NSDateFormatter doesn't parse some timezones

Number:rdar://9944011 Date Originated:12-Aug-2011 03:40 PM
Status:Closed Resolved:Behaves correctly
Product:iOS SDK Product Version:5.0
Classification:Serious Bug Reproducible:Always
On iOS 5.0b5 (9A5288d), NSDateFormatter is not able to parse a date string with the CET (Central European Time) or CEST (Central European Summer Time) timezone.

Steps to Reproduce:

NSLocale *enLocale = [[NSLocale alloc] initWithLocaleIdentifier:@"en"];
NSDateFormatter *dateFormatter = [[NSDateFormatter alloc] init];
[dateFormatter setLocale:enLocale];
[dateFormatter setDateFormat:@"yyyy-MM-dd HH:mm:ss zzz"];
NSLog(@"%@", [dateFormatter dateFromString:@"2011-08-12 13:37:00 PDT"]);
NSLog(@"%@", [dateFormatter dateFromString:@"2011-08-12 13:37:00 CET"]);
NSLog(@"%@", [dateFormatter dateFromString:@"2011-08-12 13:37:00 CEST"]);
NSLog(@"%@", [dateFormatter dateFromString:@"2011-08-12 13:37:00 GMT+2"]);

Expected Results:

2011-08-12 20:37:00 +0000
2011-08-12 12:37:00 +0000
2011-08-12 11:37:00 +0000
2011-08-12 11:37:00 +0000

Actual Results:

2011-08-12 20:37:00 +0000
2011-08-12 11:37:00 +0000

On iOS 4.3, the date formater is able to parse the dates with CET et CEST timezones and I get the expected results, respectively 2011-08-12 12:37:00 +0000 and 2011-08-12 11:37:00 +0000.


21-Sep-2011 11:39 PM Apple Developer Bug Reporting Team

Engineering has determined that this issue behaves as intended based on the following information:

This is an intentional change in iOS 5. The issue is this: With the short formats as specified by z (=zzz) or v (=vvv), there can be a lot of ambiguity. For example, "ET" for Eastern Time" could apply to different time zones in many different regions. To improve formatting and parsing reliability, the short forms are only used in a locale if the "cu" (commonly used) flag is set for the locale. Otherwise, only the long forms are used (for both formatting and parsing). This is a change in open-source CLDR 2.0 / ICU 4.8, which is the basis for the ICU in iOS 5, which in turn is the basis of NSDateFormatter behavior.

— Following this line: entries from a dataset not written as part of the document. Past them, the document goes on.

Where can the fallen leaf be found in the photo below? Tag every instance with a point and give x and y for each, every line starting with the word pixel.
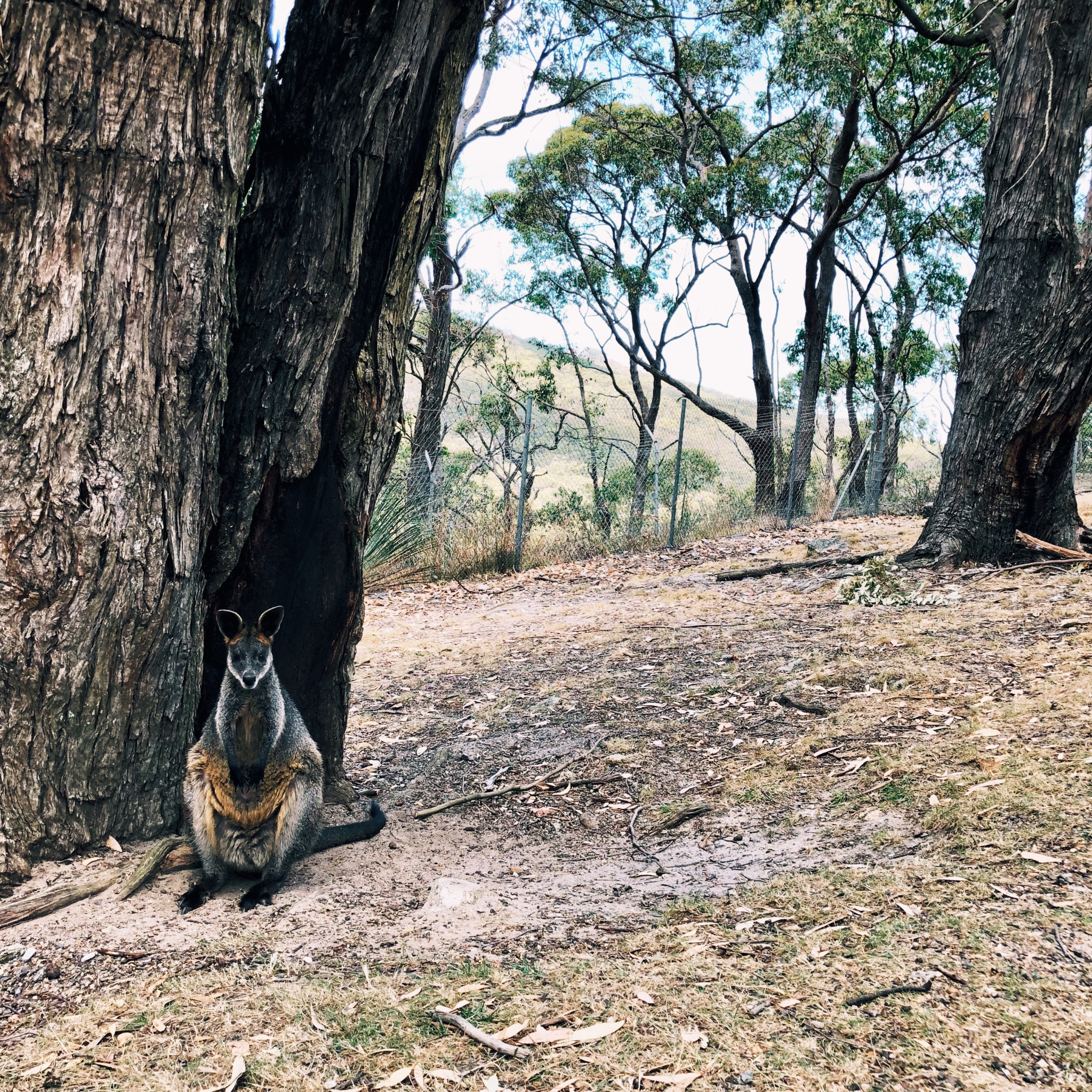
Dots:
pixel 543 1035
pixel 695 1035
pixel 238 1068
pixel 592 1033
pixel 852 768
pixel 397 1078
pixel 1040 858
pixel 446 1075
pixel 675 1080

For the "en" locale (= "en_US"), the cu flag is set for metazones such as Alaska, America_Central, America_Eastern, America_Mountain, America_Pacific, Atlantic, Hawaii_Aleutian, and GMT. It is not set for Europe_Central.

However, for the "en_GB" locale, the cu flag is set for Europe_Central.

So, a formatter set for short timezone style "z" or "zzz" and locale "en" or "en_US" will not parse "CEST" or "CET", but if the locale is instead set to "en_GB" it will parse those. The "GMT" style will be parsed by all.

If the formatter is set for the long timezone style "zzzz", and the locale is any of "en", "en_US", or "en_GB", then any of the following will be parsed, because they are unambiguous:

"Pacific Daylight Time" "Central European Summer Time" "Central European Time"

By cedric.luthi at Oct. 13, 2011, 3:59 p.m. (reply...)

Flag activiated

How does on set the "cu" (commonly used) flag on NSLocale object?